Le dilemme de Kim Jong-il, qui fut déjà celui de son père, est de dégager le pays de l'ornière sans provoquer l'effondrement d'un régime largement bâti sur l'ignorance des réalités extérieures dans laquelle est maintenue la population. Une tâche qui tient de la quadrature du cercle : le nouveau secrétaire tient sa légitimité d'un régime qui a conduit le pays à un fiasco économique, mais le réformer en suivant le modèle de la Chine équivaut à accélérer sa propre chute. La seule évolution notable du régime est d'ordre diplomatique. Confronté à l'effondrement de l'Union soviétique et à l'évolution de la Chine, Kim Il-sung a compris que la seule chance de survie de son régime était la menace potentielle qu'il représentait avec un programme nucléaire qui pouvait permettre à la RPDC de se doter de l'arme atomique.

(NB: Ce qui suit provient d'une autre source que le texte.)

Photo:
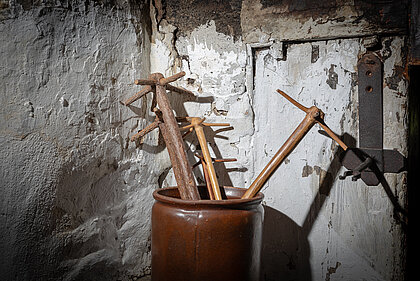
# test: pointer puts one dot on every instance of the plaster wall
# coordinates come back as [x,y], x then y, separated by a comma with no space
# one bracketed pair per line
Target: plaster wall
[72,206]
[316,226]
[76,194]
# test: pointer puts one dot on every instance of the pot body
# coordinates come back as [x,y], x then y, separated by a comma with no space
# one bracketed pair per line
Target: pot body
[206,239]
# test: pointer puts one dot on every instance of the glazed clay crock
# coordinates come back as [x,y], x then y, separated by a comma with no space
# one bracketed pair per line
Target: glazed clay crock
[206,239]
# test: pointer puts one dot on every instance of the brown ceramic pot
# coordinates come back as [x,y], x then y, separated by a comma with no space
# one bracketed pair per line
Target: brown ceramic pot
[206,239]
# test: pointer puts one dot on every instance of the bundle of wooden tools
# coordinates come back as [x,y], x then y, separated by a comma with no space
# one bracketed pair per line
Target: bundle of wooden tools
[171,132]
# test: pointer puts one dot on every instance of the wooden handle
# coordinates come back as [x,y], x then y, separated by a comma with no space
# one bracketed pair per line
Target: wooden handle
[207,179]
[146,130]
[281,154]
[313,115]
[138,95]
[178,90]
[207,158]
[164,81]
[145,82]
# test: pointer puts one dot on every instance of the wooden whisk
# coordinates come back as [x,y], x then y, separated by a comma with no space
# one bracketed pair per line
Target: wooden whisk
[198,124]
[165,120]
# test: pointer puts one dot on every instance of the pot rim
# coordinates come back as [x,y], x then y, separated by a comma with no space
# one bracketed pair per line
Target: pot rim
[158,196]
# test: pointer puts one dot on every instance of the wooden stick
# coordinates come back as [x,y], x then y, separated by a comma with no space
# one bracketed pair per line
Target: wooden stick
[163,81]
[207,179]
[207,158]
[178,90]
[173,139]
[146,130]
[169,129]
[313,115]
[198,124]
[281,154]
[145,82]
[138,95]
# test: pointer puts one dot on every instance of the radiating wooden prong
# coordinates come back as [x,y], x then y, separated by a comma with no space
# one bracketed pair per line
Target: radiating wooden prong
[332,135]
[207,179]
[187,127]
[138,95]
[181,119]
[146,130]
[145,82]
[216,124]
[178,90]
[164,81]
[187,133]
[298,105]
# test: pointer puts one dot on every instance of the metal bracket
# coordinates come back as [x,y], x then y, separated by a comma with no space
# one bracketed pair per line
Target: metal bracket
[368,160]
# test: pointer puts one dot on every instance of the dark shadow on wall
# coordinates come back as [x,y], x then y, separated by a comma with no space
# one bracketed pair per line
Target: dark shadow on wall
[285,247]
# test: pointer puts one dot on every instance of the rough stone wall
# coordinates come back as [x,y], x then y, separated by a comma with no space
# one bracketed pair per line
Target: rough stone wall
[76,194]
[317,227]
[72,206]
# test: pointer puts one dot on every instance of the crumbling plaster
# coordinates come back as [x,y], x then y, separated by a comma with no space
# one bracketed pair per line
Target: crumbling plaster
[72,205]
[335,229]
[77,193]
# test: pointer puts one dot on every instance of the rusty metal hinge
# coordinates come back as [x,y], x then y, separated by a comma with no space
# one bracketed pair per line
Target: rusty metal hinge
[370,158]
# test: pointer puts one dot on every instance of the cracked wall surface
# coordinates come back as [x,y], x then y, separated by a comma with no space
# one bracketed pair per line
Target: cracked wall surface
[77,194]
[70,207]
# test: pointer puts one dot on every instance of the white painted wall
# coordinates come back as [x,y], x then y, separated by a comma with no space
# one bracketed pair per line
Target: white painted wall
[71,204]
[314,230]
[76,194]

En jouant de cette menace, Pyongyang a amené les Etats-Unis à la table de négociation et à l'accord de 1994 sur la fourniture de deux centrales nucléaires à eau légère (limitant les risques de détournement de l'énergie à des fins militaires) et d'une aide économique en échange de l'arrêt du programme nucléaire. Kim Jong-il a poursuivi la partie d'échecs entamée par son père. Avec succès puisque les centrales sont en construction. La RPDC ne survit en outre aujourd'hui que grâce à l'aide alimentaire internationale. Etablir des contacts avec les Etats-Unis était le premier objectif des dirigeants nord-coréens, mais ceux-ci ont besoin pour relancer l'économie de l'aide financière et technologique des Coréens du Sud et des Japonais. Après avoir été suspendus plusieurs années, les pourparlers avec les Japonais ont repris en vue de la normalisation des relations entre les deux pays. Pyongyang entend obtenir de Tokyo des indemnisations pour les dommages de guerre.
Une reprise du dialogue à haut niveau avec la Corée du Sud est l'autre grande question de l'" ère " Kim Jong-il. L'élection en décembre du successeur du président Kim Young-sam (que Pyongyang refusait de considérer comme un interlocuteur depuis la mort de Kim Il-sung, estimant qu'il avait manqué d'égards au défunt) pourrait être l'occasion pour Kim Jong-il de relancer l'idée d'un sommet entre les dirigeants des deux Corées qui était sur le point de se réaliser lorsque Kim Il-sung est mort.